After allowing it to do what it wanted for an hour (repair, restart, repair, restart, etc) it informs me start up repair was offline. I then googled my issue. I attempted to restore my poor little laptop from various points but the stubborn thing just keeps on happening. I attempted to write various pharses into my command prompt, eg; chkdsk /f /r, LIST PARTITION (bearing in mind I have no idea what a partition is or a chkdsk.) However, incorrect command and path does not exsist.
Can somebody pretty please explain how to revive my darling laptop or at the very least rescue my photos in plain english??? (ps I have no idea on how to link my hard drive to the pc – as previously suggested, nor do I wish to drop it on the floor and claim accidental damage!)
I am at your mercy. Please help. Sophia
Try tapping F8 when you boot, and you should be presented with a list of options.
First try – Last Known Good Configuration. If that doesn’t work you can use the same F8 method and choose Safe Mode.

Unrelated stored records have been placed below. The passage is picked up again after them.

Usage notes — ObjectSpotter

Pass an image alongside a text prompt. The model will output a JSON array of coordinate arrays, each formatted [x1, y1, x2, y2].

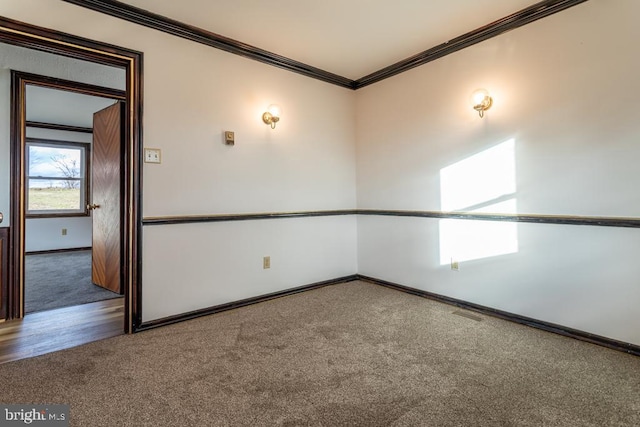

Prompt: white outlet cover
[[144, 148, 162, 163]]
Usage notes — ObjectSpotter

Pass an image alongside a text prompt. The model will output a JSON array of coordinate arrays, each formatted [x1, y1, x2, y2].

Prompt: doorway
[[0, 18, 142, 333]]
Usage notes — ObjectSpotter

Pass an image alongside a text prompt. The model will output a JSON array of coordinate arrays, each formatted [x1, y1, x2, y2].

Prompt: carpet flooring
[[24, 250, 120, 313], [0, 281, 640, 427]]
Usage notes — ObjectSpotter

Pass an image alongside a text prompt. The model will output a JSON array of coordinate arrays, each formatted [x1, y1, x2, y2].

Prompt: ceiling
[[26, 85, 115, 128], [121, 0, 537, 80]]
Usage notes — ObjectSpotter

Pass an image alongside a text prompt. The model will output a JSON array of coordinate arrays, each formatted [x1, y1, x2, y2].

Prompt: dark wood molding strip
[[354, 0, 587, 89], [25, 120, 93, 133], [25, 246, 91, 255], [13, 71, 127, 100], [142, 209, 640, 228], [136, 274, 356, 332], [356, 274, 640, 356], [0, 17, 144, 333], [63, 0, 355, 89], [0, 227, 11, 322], [142, 209, 357, 225], [357, 209, 640, 228]]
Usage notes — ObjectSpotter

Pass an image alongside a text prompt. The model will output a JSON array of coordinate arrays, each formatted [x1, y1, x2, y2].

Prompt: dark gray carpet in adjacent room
[[24, 250, 120, 313], [0, 282, 640, 427]]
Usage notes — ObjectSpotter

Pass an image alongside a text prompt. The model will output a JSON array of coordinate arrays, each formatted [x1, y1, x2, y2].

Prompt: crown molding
[[62, 0, 355, 89], [354, 0, 588, 89], [62, 0, 588, 90]]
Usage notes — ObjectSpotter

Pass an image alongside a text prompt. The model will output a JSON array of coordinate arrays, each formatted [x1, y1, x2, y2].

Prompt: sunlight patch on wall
[[440, 139, 518, 265]]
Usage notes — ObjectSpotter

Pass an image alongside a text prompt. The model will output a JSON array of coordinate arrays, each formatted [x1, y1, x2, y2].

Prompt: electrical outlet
[[224, 130, 236, 145]]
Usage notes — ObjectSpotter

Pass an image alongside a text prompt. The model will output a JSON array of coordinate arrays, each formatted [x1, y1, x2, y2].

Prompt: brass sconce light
[[471, 89, 493, 118], [262, 104, 282, 129]]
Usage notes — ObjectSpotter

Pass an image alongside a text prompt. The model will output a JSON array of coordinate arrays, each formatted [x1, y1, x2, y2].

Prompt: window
[[25, 139, 89, 217]]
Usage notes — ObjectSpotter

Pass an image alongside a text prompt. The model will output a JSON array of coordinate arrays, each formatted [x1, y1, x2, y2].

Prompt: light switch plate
[[144, 148, 162, 163]]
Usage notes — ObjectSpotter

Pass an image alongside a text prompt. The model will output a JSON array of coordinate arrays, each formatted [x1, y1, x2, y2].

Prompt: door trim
[[0, 18, 143, 333]]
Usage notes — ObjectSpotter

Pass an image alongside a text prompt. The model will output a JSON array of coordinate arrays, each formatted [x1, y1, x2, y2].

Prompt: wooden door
[[89, 102, 125, 294]]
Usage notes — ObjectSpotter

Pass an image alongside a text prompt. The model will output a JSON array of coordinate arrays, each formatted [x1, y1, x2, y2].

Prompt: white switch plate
[[144, 148, 162, 163]]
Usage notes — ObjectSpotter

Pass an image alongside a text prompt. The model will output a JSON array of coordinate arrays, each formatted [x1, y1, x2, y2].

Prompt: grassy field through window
[[28, 187, 83, 211]]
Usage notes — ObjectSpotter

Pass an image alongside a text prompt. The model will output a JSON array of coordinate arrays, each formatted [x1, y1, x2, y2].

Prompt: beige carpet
[[0, 282, 640, 426]]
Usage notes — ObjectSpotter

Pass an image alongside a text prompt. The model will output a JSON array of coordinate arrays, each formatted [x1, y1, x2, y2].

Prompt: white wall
[[357, 0, 640, 344], [0, 0, 356, 321]]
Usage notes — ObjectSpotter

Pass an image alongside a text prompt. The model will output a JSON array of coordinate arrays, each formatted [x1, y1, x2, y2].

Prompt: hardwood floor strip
[[0, 298, 124, 363]]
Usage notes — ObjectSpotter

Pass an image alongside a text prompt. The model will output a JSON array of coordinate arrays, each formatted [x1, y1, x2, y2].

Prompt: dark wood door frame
[[8, 71, 126, 318], [0, 17, 142, 333]]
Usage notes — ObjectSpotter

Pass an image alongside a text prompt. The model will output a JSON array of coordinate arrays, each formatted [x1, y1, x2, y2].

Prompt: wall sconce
[[262, 104, 282, 129], [471, 89, 493, 118]]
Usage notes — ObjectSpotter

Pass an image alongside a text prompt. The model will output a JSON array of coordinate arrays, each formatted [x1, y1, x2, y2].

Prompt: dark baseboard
[[25, 246, 91, 255], [134, 274, 357, 332], [356, 274, 640, 356]]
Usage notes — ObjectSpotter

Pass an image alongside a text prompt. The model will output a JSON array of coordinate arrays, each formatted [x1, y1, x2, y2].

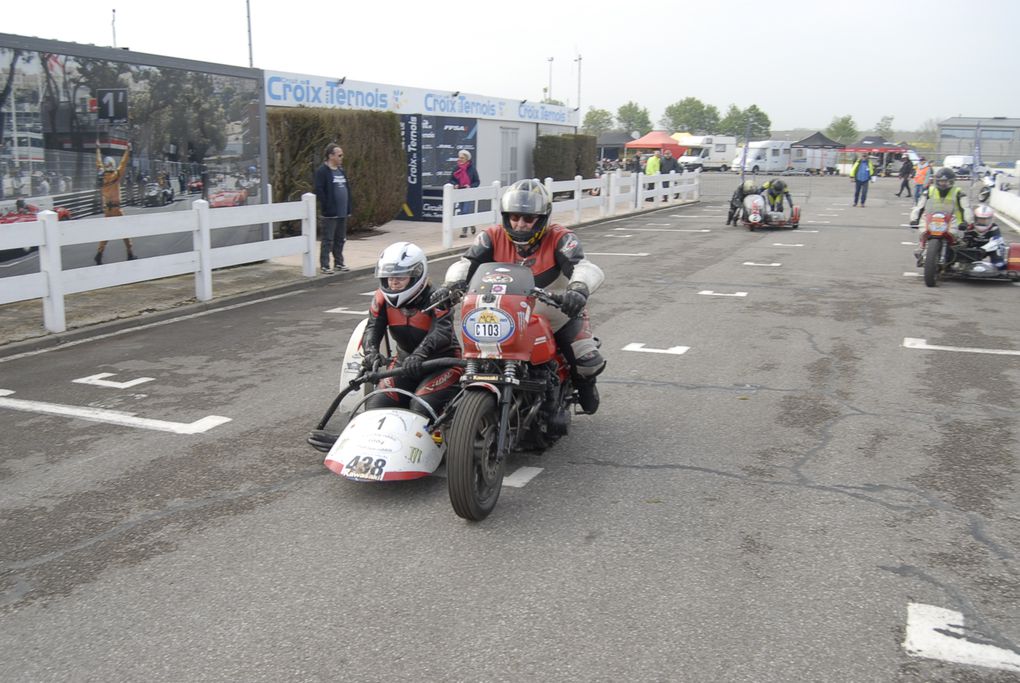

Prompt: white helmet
[[974, 204, 996, 234], [375, 242, 428, 308]]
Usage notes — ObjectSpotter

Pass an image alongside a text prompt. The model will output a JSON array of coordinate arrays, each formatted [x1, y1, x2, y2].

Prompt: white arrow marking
[[71, 372, 155, 389], [623, 343, 691, 356], [503, 467, 542, 488], [0, 389, 231, 434], [903, 336, 1020, 356], [698, 290, 748, 297], [903, 602, 1020, 672], [326, 306, 368, 315]]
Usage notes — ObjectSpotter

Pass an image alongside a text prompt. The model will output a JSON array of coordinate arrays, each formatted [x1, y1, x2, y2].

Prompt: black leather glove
[[361, 347, 380, 371], [560, 282, 588, 318], [401, 354, 424, 377], [428, 281, 465, 307]]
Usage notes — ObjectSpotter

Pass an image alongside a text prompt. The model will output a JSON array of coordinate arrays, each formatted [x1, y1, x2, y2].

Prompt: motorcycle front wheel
[[446, 390, 504, 522], [924, 239, 942, 286]]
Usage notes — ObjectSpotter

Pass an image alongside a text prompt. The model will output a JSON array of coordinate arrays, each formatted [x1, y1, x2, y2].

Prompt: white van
[[732, 140, 793, 173], [677, 136, 736, 171]]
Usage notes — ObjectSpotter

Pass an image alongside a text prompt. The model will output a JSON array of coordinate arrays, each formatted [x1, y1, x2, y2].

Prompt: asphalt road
[[0, 174, 1020, 682]]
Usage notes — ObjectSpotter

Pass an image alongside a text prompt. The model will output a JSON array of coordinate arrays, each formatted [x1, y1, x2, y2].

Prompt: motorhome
[[732, 140, 793, 173], [677, 136, 736, 171]]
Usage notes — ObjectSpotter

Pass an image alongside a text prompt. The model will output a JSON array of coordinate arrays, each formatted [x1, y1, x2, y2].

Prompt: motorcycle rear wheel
[[924, 239, 942, 286], [446, 390, 505, 522]]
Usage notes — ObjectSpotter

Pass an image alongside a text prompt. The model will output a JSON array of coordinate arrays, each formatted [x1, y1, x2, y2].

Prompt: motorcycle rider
[[761, 178, 794, 222], [361, 242, 464, 417], [910, 167, 974, 267], [726, 180, 761, 225], [432, 179, 606, 415], [963, 204, 1006, 270]]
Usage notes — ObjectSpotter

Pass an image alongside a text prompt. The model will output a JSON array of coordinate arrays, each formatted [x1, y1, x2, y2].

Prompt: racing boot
[[574, 377, 599, 415]]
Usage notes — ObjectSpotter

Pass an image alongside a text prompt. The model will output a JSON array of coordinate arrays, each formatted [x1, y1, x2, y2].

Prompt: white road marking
[[326, 306, 368, 315], [903, 602, 1020, 672], [622, 343, 691, 356], [71, 372, 155, 389], [503, 467, 542, 488], [0, 389, 231, 434], [903, 336, 1020, 356], [698, 290, 748, 297], [613, 227, 712, 232]]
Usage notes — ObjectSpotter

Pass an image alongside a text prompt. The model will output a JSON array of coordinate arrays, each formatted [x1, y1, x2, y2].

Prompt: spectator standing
[[314, 143, 353, 275], [94, 140, 136, 266], [914, 157, 931, 202], [896, 154, 914, 199], [850, 152, 875, 209], [659, 150, 680, 202], [449, 150, 481, 238], [645, 150, 662, 202]]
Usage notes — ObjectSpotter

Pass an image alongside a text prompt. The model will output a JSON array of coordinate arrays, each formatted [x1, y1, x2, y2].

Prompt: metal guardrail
[[0, 193, 317, 332]]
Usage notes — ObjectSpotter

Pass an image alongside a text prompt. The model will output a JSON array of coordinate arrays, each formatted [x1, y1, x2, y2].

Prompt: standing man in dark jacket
[[659, 149, 683, 202], [896, 154, 914, 199], [314, 143, 353, 275]]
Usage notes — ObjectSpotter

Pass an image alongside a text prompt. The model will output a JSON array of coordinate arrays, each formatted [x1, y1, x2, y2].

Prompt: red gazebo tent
[[623, 130, 687, 159]]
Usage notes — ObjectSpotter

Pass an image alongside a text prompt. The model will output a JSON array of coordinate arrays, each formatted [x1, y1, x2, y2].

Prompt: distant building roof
[[938, 116, 1020, 128]]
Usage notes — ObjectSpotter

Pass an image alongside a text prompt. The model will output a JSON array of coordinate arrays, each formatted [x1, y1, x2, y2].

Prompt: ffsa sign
[[96, 88, 128, 122]]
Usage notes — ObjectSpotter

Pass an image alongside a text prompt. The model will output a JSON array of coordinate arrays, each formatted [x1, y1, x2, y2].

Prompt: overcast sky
[[0, 0, 1020, 130]]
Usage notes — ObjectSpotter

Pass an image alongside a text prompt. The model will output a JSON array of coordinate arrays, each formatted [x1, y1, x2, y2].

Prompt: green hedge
[[266, 107, 407, 232], [532, 135, 597, 180]]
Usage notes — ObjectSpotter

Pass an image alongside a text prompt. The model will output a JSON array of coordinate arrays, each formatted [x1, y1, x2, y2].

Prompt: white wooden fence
[[443, 171, 701, 249], [0, 194, 317, 332]]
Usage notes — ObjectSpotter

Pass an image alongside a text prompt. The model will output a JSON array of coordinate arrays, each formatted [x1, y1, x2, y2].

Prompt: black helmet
[[500, 179, 553, 247], [935, 168, 956, 190]]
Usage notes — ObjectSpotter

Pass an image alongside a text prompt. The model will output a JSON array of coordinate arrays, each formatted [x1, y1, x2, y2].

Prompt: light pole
[[546, 57, 553, 100], [245, 0, 255, 68], [574, 53, 580, 111]]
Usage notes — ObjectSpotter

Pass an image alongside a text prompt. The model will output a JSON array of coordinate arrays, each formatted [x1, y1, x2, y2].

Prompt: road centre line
[[71, 372, 155, 389], [621, 343, 691, 356], [503, 467, 543, 488], [326, 306, 368, 315], [0, 290, 308, 363], [613, 227, 712, 232], [903, 602, 1020, 672], [903, 338, 1020, 356], [698, 290, 748, 297], [0, 389, 231, 434]]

See if you can get into Windows that way first and then post back.
You can try a System Restore from Safe Mode – but it’s not reversible, you don’t lose any files.
You can also boot from a Live Linux CD such as Ubuntu if you want to get your photo’s off quickly, but you will need a pen-drive or external hard drive to copy them to. (Once you have booted to the linux cd, you can browse the hdd for your files).
The command you would want to use for Chkdsk would be Chkdsk C: /f That would just check and fix your file system, and would run at boot as it’s your operating system drive.
EDIT – you can get Ubuntu ISO from here, and burn it to a cd using IMGburn on your mums pc (there are many Linux distros you can use, but this is probably the fastest download). When burning the ISO – use the “Write Image file to disc” option.
http://www.ubuntu.com/download/ubuntu/download
http://www.imgburn.com
If you have the Win 7 disc – then boot from it, instead of doing the installation, run the startup repair. You may find the pc boots a couple of times during this, may be just a simple fix with the boot manager.